Sebelum memulai usaha toko buku, Wie Tay mengawali karirnya sebagai pedagang rokok keliling di daerah Senen dan Glodok. Dengan pendapatan dari penjualan rokok, ia mulai menabung dan membeli meja untuk berjualan, karena pada saat itu ia belum mampu membuka kios sendiri. Selain menjual rokok, Wie Tay juga memperluas bisnisnya dengan menjual bir dan buku.
Pada awalnya, ia fokus menjual buku impor berbahasa Belanda yang ternyata mendapatkan respon yang sangat baik dari pelanggan. Melihat potensi ini, Wie Tay bersama dua sahabatnya, yaitu Lie Tay San dan The Kie Hoat, memutuskan untuk mendirikan sebuah toko buku dan alat tulis di Kwitang, Jakarta Pusat.
Namun, perjalanan bisnis mereka tidak berjalan mulus ketika Wie Tay mengusulkan penambahan modal untuk mengembangkan bisnis mereka.

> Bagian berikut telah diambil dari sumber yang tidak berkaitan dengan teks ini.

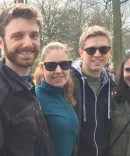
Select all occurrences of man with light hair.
[72,26,114,156]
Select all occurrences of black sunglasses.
[84,46,111,55]
[43,61,72,71]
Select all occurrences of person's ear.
[38,64,44,74]
[78,48,83,58]
[0,36,4,50]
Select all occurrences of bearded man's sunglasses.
[84,46,111,55]
[40,61,72,71]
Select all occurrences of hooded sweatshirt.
[72,60,111,156]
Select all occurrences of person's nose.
[55,64,62,73]
[23,36,33,47]
[94,49,101,57]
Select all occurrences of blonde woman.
[36,42,79,156]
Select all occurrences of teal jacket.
[36,82,79,156]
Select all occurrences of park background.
[0,0,130,71]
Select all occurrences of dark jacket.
[0,58,53,156]
[72,61,111,156]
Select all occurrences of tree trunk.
[112,0,122,68]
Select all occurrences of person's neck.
[5,58,30,76]
[82,66,101,78]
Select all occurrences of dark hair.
[0,3,41,37]
[115,54,130,102]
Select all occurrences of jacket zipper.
[87,83,106,156]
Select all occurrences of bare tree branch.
[120,0,129,4]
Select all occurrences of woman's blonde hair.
[35,42,76,106]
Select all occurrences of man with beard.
[0,4,53,156]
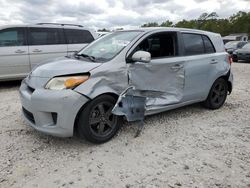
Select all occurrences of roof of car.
[118,27,220,35]
[0,23,89,29]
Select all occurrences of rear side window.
[65,29,94,44]
[202,35,215,54]
[0,28,26,47]
[29,28,63,45]
[182,33,205,55]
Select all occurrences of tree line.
[142,11,250,36]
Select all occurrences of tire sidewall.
[77,95,121,143]
[206,78,228,109]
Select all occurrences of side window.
[29,28,63,45]
[0,28,26,47]
[238,42,246,48]
[182,33,205,55]
[65,29,94,44]
[202,35,215,54]
[132,32,178,59]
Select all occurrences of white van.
[0,23,98,81]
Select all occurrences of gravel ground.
[0,63,250,188]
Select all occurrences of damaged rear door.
[113,32,185,121]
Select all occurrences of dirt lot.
[0,63,250,188]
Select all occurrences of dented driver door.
[128,57,185,111]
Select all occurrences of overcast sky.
[0,0,250,29]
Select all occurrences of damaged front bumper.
[19,82,89,137]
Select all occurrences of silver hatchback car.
[20,28,233,143]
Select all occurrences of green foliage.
[142,11,250,36]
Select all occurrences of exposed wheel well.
[218,71,232,94]
[73,93,119,134]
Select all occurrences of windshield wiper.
[75,54,96,62]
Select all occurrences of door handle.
[32,49,42,52]
[15,49,25,54]
[171,64,183,71]
[210,59,218,64]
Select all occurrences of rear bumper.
[19,82,89,137]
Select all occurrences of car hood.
[29,57,102,78]
[237,49,250,53]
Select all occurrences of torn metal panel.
[113,60,185,121]
[112,88,146,121]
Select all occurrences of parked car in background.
[225,41,247,55]
[96,31,110,38]
[0,23,97,80]
[20,28,233,143]
[233,43,250,62]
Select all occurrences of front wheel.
[203,78,228,109]
[77,95,121,144]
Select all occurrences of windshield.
[242,43,250,49]
[225,41,238,48]
[77,31,141,61]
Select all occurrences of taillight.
[227,56,233,65]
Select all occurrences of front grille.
[51,112,57,125]
[23,107,35,124]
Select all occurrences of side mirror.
[132,51,151,63]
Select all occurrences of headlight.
[45,75,89,90]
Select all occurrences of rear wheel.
[203,78,228,109]
[77,95,121,143]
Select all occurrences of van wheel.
[77,95,121,144]
[203,78,228,110]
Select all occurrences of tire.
[233,58,238,62]
[77,95,121,144]
[203,78,228,110]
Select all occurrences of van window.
[65,29,94,44]
[29,28,63,45]
[202,35,215,54]
[0,28,26,47]
[182,33,205,55]
[132,32,178,59]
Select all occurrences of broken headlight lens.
[45,75,89,90]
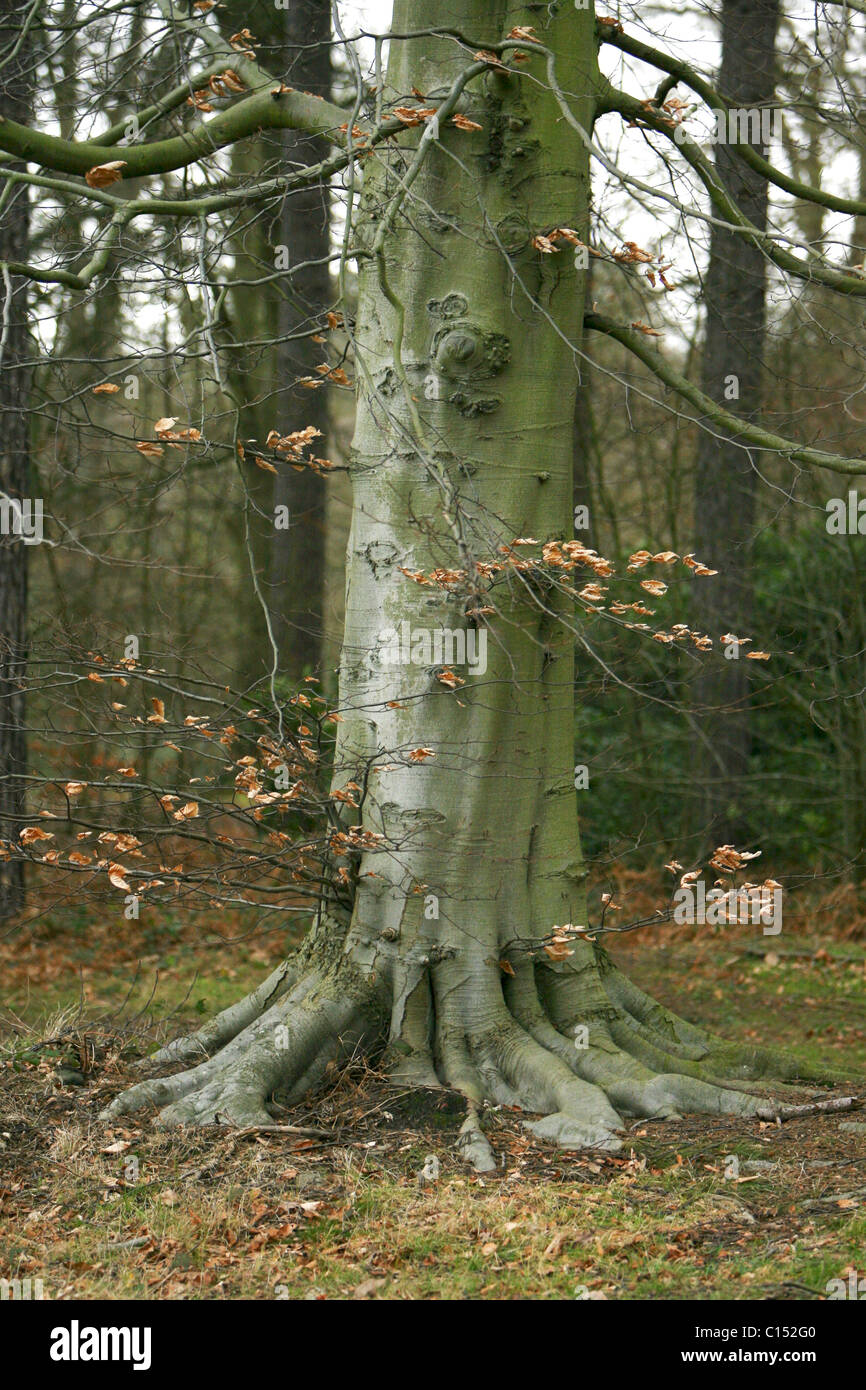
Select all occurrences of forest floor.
[0,895,866,1301]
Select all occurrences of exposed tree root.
[106,934,852,1172]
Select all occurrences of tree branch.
[584,314,866,474]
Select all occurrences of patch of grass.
[0,922,866,1301]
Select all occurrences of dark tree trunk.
[0,0,31,917]
[694,0,778,842]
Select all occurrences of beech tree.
[0,0,866,1168]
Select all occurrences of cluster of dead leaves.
[186,68,246,111]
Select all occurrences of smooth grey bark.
[692,0,780,844]
[108,0,828,1168]
[0,0,33,917]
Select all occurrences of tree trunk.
[0,0,35,919]
[694,0,778,844]
[270,0,332,680]
[110,0,817,1168]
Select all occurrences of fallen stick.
[755,1095,863,1125]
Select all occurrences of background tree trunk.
[694,0,778,844]
[104,0,817,1150]
[0,0,32,917]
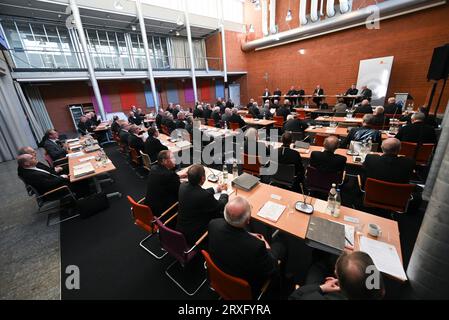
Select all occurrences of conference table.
[304,126,394,140]
[191,168,405,281]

Lie Tay San tidak setuju dengan usulan ini dan akhirnya memutuskan untuk keluar dari bisnis tersebut.
Kemudian, Wie Tay dan Kie Hoat bersama-sama mendirikan toko buku mereka sendiri dengan nama Gunung Agung yang memiliki arti besar. Toko buku ini terus berkembang dengan pesat, bahkan menerima pesanan dari luar kota secara reguler.
Ketika peresmian Toko Gunung Agung dilakukan, Wie Tay mengadakan pameran buku. Dengan modal sebesar Rp500.000, Gunung Agung berhasil memamerkan sekitar 10.000 buku. Setahun setelahnya, Wie Tay menggelar pameran buku yang lebih besar yang diberi nama Pekan Buku Indonesia 1954. Pada pameran ini, Gunung Agung memulai tradisi menyusun daftar lengkap buku dalam bentuk katalog yang dikenal sebagai bibliografi.
Gunung Agung kemudian membentuk tim khusus yang disebut Bibliografi Buku Indonesia yang dipimpin oleh Ali Amran, yang juga menjabat sebagai kepala bagian Penerbit PT Gunung Agung.
Itulah sepenggal kisah pendiri toko Buku Agung yang menjadi legenda penjualan buku di Indonesia.